Niektóre bilety będą ciut droższe

3
Sąsiadujące przystanki w Tychach obsługiwane osobno przez KZK GOP i MZK Tychy; fot. ZB
Reklama

Niektóre bilety będą ciut droższe. Za dwa miesiące, czyli od 1 stycznia 2018 r., na terenie całej metropolii górnośląsko-zagłębiowskiej obowiązywać ma jednolita taryfa w komunikacji miejskiej. Taką obietnicę złożył Andrzej Dziuba, wiceprzewodniczący zgromadzenia górnośląsko-zagłębiowskiej metropolii, zaznaczając, że w niektórych segmentach tyskie bilety będą musiały być ciut droższe. Dzisiaj w metropolii funkcjonuje trzech organizatorów komunikacji: KZK GOP, MZK Tychy i MZKP Tarnowskie Góry, a więc w użyciu są aż trzy rodzaje biletów.

Metropolia górnośląsko—zagłębiowska powstała 1 lipca 2017 r. i skupia 41 gmin: Będzin, Bieruń, Bobrowniki, Bojszowy, Bytom, Chełm Śląski, Chorzów, Czeladź, Dąbrowa Górnicza, Gierałtowice, Gliwice, Imielin, Katowice, Knurów, Kobiór, Lędziny, Łaziska Górne, Mierzęcice, Mikołów, Mysłowice, Ożarowice, Piekary Śląskie, Pilchowice, Psary, Pyskowice, Radzionków, Ruda Śląska, Rudziniec, Siemianowice Śląskie, Siewierz, Sławków, Sosnowiec, Sośnicowice, Świerklaniec, Świętochłowice, Tarnowskie Góry, Tychy, Wojkowice, Wyry, Zabrze, Zbrosławice.

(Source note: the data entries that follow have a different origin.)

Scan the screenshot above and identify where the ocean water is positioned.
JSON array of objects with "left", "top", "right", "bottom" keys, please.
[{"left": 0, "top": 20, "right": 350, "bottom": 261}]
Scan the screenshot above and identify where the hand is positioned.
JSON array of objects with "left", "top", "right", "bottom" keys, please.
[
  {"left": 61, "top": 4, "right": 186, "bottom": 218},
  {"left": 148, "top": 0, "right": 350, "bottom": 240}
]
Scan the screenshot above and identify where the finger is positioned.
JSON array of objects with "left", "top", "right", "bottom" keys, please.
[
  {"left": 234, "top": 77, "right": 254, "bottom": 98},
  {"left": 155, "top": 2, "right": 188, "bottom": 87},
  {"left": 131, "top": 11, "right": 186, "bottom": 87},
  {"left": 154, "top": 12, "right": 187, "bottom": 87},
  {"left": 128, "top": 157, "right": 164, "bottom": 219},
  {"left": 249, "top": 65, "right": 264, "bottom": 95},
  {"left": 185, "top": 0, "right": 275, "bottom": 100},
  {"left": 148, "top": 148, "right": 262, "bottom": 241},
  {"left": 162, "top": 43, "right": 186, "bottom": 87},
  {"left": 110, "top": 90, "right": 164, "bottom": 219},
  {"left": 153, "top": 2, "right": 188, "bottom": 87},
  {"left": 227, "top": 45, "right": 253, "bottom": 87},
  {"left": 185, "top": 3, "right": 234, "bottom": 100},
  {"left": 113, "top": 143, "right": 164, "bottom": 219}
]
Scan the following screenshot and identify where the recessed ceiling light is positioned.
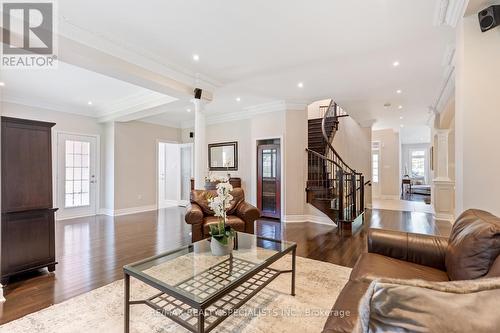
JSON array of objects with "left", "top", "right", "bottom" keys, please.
[
  {"left": 192, "top": 54, "right": 200, "bottom": 61},
  {"left": 400, "top": 124, "right": 405, "bottom": 128},
  {"left": 186, "top": 108, "right": 192, "bottom": 113},
  {"left": 398, "top": 105, "right": 403, "bottom": 109},
  {"left": 396, "top": 89, "right": 402, "bottom": 94},
  {"left": 87, "top": 101, "right": 93, "bottom": 106},
  {"left": 297, "top": 82, "right": 304, "bottom": 88},
  {"left": 236, "top": 97, "right": 241, "bottom": 102},
  {"left": 399, "top": 116, "right": 404, "bottom": 120},
  {"left": 0, "top": 82, "right": 5, "bottom": 87},
  {"left": 393, "top": 61, "right": 400, "bottom": 67}
]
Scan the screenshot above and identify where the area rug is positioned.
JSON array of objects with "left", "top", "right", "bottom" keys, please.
[{"left": 0, "top": 256, "right": 351, "bottom": 333}]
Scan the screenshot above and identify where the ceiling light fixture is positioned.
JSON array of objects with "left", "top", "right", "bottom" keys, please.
[
  {"left": 400, "top": 124, "right": 405, "bottom": 128},
  {"left": 399, "top": 116, "right": 404, "bottom": 120},
  {"left": 398, "top": 105, "right": 403, "bottom": 109},
  {"left": 0, "top": 82, "right": 5, "bottom": 87},
  {"left": 186, "top": 108, "right": 192, "bottom": 113},
  {"left": 297, "top": 82, "right": 304, "bottom": 88},
  {"left": 192, "top": 54, "right": 200, "bottom": 61},
  {"left": 87, "top": 101, "right": 93, "bottom": 106},
  {"left": 393, "top": 61, "right": 400, "bottom": 67},
  {"left": 396, "top": 89, "right": 402, "bottom": 94},
  {"left": 236, "top": 97, "right": 241, "bottom": 102}
]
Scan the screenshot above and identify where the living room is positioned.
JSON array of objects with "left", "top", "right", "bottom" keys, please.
[{"left": 1, "top": 0, "right": 500, "bottom": 332}]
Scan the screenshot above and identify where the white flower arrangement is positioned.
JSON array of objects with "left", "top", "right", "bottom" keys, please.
[{"left": 207, "top": 181, "right": 234, "bottom": 245}]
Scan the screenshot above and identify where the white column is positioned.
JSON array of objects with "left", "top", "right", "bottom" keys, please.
[
  {"left": 432, "top": 129, "right": 455, "bottom": 221},
  {"left": 435, "top": 129, "right": 450, "bottom": 180},
  {"left": 192, "top": 99, "right": 206, "bottom": 190}
]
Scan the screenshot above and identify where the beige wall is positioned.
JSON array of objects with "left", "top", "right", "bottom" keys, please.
[
  {"left": 455, "top": 12, "right": 500, "bottom": 216},
  {"left": 113, "top": 121, "right": 181, "bottom": 210},
  {"left": 372, "top": 129, "right": 400, "bottom": 198},
  {"left": 332, "top": 117, "right": 372, "bottom": 206},
  {"left": 183, "top": 110, "right": 288, "bottom": 214}
]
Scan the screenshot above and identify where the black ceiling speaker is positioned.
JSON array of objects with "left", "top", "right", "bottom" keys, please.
[
  {"left": 478, "top": 5, "right": 500, "bottom": 32},
  {"left": 194, "top": 88, "right": 202, "bottom": 99}
]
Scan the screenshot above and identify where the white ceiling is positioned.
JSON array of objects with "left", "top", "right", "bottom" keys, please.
[{"left": 2, "top": 0, "right": 457, "bottom": 131}]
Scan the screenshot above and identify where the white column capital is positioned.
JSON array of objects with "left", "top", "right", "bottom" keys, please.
[{"left": 436, "top": 128, "right": 450, "bottom": 136}]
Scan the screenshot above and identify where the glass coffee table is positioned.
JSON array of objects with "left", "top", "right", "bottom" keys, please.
[{"left": 123, "top": 232, "right": 297, "bottom": 333}]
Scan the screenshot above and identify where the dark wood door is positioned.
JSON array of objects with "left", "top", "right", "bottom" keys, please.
[{"left": 257, "top": 144, "right": 281, "bottom": 219}]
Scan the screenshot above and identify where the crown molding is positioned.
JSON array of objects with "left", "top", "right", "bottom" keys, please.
[
  {"left": 97, "top": 89, "right": 178, "bottom": 122},
  {"left": 434, "top": 0, "right": 467, "bottom": 27},
  {"left": 2, "top": 94, "right": 98, "bottom": 118},
  {"left": 433, "top": 46, "right": 456, "bottom": 114},
  {"left": 179, "top": 100, "right": 289, "bottom": 129}
]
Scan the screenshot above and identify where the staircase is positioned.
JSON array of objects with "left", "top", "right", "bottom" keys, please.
[{"left": 306, "top": 100, "right": 368, "bottom": 230}]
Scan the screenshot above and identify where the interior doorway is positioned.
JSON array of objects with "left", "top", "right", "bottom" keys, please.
[
  {"left": 157, "top": 142, "right": 193, "bottom": 208},
  {"left": 257, "top": 139, "right": 281, "bottom": 219}
]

Organizacją transportu publicznego zajmują się tam: Komunikacyjny Związek Komunalny Górnośląskiego Okręgu Przemysłowego, Miejski Zarząd Komunikacji w Tychach i Międzygminny Związek Komunikacji Pasażerskiej w Tarnowskich Górach. Każdy organizator emituje swój bilet, który ważny jest tylko w autobusach kursujących na jego liniach. Każdy organizator ma swój przystanek, a przynajmniej osobny słupek z rozkładem jazdy. Szczególnie uciążliwe jest to w miastach, gdzie jeżdżą autobusy różnych organizatorów.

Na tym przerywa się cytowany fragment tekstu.